The Scottish Academy of Medical Royal Colleges (the ‘Scottish Academy’), the Royal College of Physicians of Edinburgh (the ‘College’), Marie Curie and Scottish Care have co-produced new guiding principles, designed to ensure that dying patients in Scotland are treated humanely, compassionately and with dignity during the COVID-19 pandemic. They want the Scottish Government to adopt the guidelines as a matter of urgency.

The principles say that all patients in Scotland who are judged to be dying from COVID-19 or other terminal conditions - within hours or days - must receive equal access to visits from family or friends.

Deaths from COVID-19 and other diseases and illness occur across the entire range of care facilities in Scotland.
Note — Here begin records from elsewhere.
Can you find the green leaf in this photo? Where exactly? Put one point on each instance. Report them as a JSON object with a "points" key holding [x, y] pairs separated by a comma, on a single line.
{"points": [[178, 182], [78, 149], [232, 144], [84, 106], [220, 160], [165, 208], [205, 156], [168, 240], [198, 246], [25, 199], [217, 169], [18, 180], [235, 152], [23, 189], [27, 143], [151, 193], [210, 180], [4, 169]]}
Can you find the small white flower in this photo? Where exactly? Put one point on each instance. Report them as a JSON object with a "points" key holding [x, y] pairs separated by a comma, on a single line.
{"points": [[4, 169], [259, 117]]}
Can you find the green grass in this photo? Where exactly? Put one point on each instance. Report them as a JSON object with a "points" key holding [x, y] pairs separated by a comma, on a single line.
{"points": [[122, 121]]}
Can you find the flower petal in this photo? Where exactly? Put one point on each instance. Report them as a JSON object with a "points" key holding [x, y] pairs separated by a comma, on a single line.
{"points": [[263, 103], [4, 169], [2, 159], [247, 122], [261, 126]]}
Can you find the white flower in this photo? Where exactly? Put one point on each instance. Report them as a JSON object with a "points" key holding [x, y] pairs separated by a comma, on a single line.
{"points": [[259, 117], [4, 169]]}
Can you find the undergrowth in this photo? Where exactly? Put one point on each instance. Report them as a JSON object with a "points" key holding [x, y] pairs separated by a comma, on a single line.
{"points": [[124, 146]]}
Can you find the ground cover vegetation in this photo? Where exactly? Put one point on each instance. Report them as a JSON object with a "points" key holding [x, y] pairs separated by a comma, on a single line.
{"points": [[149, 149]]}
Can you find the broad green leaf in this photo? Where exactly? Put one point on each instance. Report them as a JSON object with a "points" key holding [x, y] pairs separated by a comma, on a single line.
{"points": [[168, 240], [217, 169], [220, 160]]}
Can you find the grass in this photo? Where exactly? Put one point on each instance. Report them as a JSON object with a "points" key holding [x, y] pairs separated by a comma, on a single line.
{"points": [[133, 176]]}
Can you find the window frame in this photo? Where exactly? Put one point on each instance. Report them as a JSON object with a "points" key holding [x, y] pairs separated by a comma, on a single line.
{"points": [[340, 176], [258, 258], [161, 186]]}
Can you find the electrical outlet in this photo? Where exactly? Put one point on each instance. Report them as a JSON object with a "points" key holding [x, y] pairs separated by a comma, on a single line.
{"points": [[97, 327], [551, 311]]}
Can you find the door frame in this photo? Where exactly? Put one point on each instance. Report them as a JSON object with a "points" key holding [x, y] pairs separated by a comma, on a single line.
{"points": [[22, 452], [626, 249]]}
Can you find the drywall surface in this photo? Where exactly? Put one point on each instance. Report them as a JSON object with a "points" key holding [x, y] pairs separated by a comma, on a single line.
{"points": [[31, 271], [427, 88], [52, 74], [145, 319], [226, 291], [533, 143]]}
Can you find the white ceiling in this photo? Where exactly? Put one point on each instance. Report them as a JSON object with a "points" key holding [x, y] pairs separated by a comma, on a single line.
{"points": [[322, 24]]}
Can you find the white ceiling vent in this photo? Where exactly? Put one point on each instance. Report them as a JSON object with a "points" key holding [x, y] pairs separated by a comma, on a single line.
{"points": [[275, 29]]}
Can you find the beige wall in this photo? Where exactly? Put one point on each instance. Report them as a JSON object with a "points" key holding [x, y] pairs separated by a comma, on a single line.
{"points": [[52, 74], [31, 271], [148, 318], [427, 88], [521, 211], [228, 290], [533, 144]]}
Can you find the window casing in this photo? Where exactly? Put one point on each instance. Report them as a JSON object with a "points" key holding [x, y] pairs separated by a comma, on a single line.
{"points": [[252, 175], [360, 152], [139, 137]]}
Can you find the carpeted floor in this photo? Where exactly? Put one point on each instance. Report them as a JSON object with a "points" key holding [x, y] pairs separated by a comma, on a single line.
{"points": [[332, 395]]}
Patients die at home, in nursing and residential homes, in hospices, community hospitals, general wards of acute hospitals, emergency departments, and high dependency and intensive care units.

Although a national approach to end of life visiting is essential, current UK Government guidance on travel from home during COVID-19 does not explicitly specify that visits to a dying family member is allowed.
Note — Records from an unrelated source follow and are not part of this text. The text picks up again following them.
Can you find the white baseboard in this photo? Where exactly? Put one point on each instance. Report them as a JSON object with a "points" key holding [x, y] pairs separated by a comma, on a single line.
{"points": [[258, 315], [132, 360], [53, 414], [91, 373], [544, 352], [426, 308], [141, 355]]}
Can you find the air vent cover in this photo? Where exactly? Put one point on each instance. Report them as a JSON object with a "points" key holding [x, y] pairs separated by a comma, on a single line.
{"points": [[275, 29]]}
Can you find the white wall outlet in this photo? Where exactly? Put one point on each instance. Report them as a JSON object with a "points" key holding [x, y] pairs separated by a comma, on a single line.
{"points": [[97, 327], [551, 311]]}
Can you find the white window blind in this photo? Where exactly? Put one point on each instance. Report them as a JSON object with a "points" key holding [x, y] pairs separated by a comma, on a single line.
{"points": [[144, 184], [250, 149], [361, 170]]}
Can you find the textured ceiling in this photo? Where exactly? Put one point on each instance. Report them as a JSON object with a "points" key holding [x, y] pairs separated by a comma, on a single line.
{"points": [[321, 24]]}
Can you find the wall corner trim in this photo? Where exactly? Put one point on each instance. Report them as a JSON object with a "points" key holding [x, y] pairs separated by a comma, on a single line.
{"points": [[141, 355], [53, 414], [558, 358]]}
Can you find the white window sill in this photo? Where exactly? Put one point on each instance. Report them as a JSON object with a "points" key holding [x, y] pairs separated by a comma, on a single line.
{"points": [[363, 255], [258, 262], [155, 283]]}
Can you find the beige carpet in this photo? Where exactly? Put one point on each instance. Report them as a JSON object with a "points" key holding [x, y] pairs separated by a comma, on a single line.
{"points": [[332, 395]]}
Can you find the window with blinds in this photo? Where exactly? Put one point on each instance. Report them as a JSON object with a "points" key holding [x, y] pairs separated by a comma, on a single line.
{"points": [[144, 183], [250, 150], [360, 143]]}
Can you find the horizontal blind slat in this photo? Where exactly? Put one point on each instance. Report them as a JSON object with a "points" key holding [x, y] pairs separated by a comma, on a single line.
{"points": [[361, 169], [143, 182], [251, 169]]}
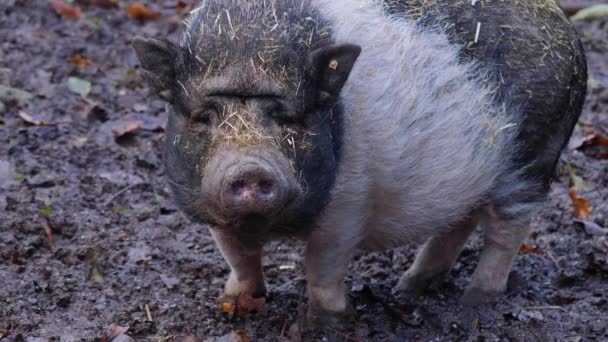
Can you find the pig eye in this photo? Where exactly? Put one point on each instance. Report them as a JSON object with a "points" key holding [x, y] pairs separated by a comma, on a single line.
{"points": [[278, 113], [203, 117]]}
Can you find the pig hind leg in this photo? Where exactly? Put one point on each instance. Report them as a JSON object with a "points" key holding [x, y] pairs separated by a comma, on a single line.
{"points": [[435, 258], [505, 224]]}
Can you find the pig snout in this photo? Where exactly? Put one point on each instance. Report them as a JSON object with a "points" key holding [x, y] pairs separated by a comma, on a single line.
{"points": [[253, 188], [241, 184]]}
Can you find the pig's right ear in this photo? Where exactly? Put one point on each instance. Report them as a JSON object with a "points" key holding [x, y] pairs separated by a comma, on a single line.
{"points": [[157, 58], [329, 69]]}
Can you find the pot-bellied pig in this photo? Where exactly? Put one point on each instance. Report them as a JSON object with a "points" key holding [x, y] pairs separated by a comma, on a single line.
{"points": [[367, 124]]}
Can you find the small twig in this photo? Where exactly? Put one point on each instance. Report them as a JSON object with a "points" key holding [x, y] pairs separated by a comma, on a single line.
{"points": [[47, 229], [548, 307], [283, 329], [553, 260], [113, 197], [148, 313]]}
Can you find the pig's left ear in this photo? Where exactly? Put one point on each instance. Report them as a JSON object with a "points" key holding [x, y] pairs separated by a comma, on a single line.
{"points": [[329, 69], [157, 58]]}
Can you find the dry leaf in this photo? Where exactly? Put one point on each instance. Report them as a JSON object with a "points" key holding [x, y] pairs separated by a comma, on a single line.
{"points": [[581, 205], [593, 228], [227, 307], [599, 139], [526, 248], [244, 336], [80, 61], [66, 10], [125, 127], [32, 121], [107, 4], [140, 12], [46, 225]]}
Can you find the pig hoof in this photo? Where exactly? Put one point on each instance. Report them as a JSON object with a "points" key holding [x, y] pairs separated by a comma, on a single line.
{"points": [[476, 296], [240, 305]]}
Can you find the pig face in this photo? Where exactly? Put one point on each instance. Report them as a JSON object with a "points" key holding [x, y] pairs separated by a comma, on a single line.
{"points": [[245, 150]]}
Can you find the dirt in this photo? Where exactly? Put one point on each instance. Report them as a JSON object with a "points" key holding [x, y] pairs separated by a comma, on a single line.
{"points": [[90, 239]]}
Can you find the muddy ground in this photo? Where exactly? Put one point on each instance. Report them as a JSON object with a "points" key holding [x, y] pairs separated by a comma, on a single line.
{"points": [[89, 236]]}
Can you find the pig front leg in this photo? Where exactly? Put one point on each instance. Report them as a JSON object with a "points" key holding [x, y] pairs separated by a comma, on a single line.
{"points": [[246, 274], [435, 258], [502, 240], [327, 255]]}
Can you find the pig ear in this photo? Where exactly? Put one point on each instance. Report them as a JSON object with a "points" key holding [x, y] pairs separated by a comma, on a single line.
{"points": [[330, 67], [157, 58]]}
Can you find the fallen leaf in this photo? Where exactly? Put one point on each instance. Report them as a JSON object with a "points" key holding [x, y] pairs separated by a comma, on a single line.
{"points": [[79, 61], [243, 335], [599, 139], [8, 94], [79, 86], [182, 6], [581, 205], [47, 211], [528, 249], [170, 282], [125, 127], [185, 338], [233, 337], [592, 228], [95, 273], [66, 10], [30, 120], [115, 330], [591, 13], [46, 225], [246, 303], [575, 181], [227, 307], [140, 12], [106, 4]]}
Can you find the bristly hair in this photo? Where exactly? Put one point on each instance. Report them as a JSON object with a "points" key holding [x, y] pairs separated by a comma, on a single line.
{"points": [[271, 36]]}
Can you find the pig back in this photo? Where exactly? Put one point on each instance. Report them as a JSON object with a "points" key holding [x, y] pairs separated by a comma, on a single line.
{"points": [[534, 58]]}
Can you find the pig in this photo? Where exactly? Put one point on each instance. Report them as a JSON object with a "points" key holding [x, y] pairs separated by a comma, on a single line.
{"points": [[367, 124]]}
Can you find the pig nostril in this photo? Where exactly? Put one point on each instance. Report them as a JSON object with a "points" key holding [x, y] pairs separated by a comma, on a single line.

As a consequence, inconsistent interpretations of this guidance mean that variable policies are in place. Some are more stringent, and limit or may entirely exclude access of family to a patient dying of COVID-19. Other approaches are more lenient and permit exceptions sometimes without explicit consideration of the wider implications of population harm or PPE limitations.

The new principles therefore set out a path to allowing family or friends to safely visit dying patients using the correct personal protective equipment, treating all dying patients equally with dignity and compassion, while protecting other patients, visitors and healthcare workers.
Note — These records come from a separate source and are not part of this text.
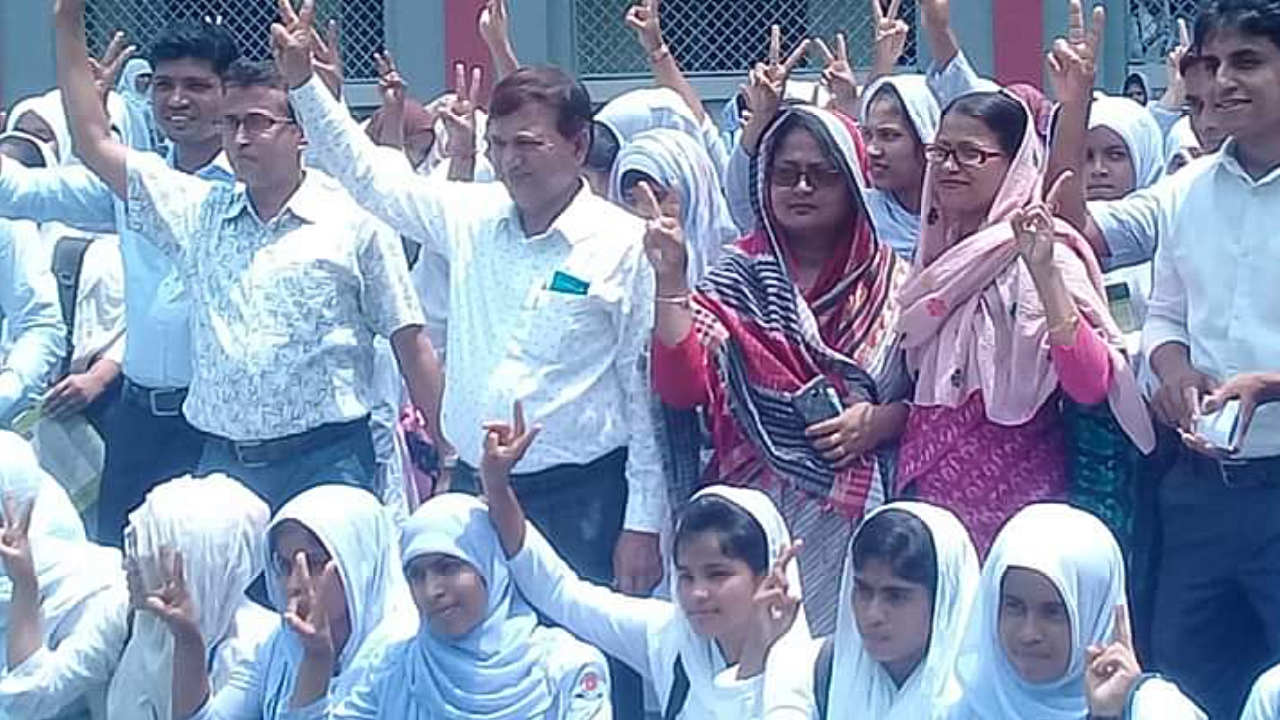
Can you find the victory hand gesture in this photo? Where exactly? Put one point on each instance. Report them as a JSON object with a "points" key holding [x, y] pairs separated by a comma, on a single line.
{"points": [[292, 41], [460, 114], [14, 543]]}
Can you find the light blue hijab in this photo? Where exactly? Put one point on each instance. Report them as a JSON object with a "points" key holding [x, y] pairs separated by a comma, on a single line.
{"points": [[494, 671]]}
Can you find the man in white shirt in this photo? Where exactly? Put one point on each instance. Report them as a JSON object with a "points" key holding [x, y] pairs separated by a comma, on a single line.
{"points": [[288, 282], [1214, 315]]}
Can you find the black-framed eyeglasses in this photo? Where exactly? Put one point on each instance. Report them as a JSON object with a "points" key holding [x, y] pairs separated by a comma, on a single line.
{"points": [[255, 123], [817, 176], [967, 155]]}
Commenting, Chair of the Scottish Academy and GP, Dr Miles Mack said:

“It is absolutely essential that family and friends understand the access they should expect when they visit a dying patient to whom they are close, across all care settings including nursing and residential homes, hospices, and hospitals. That should remain the case during the COVID-19 pandemic and we should redouble our efforts to ensure that families and patients have equal access to visits. But this must also be done in a way which protects healthcare staff, other patients, and visitors. That is why we have published these new guiding principles, which we hope will be adopted by all primary, secondary and community care settings in Scotland at the direction of the Scottish Government.”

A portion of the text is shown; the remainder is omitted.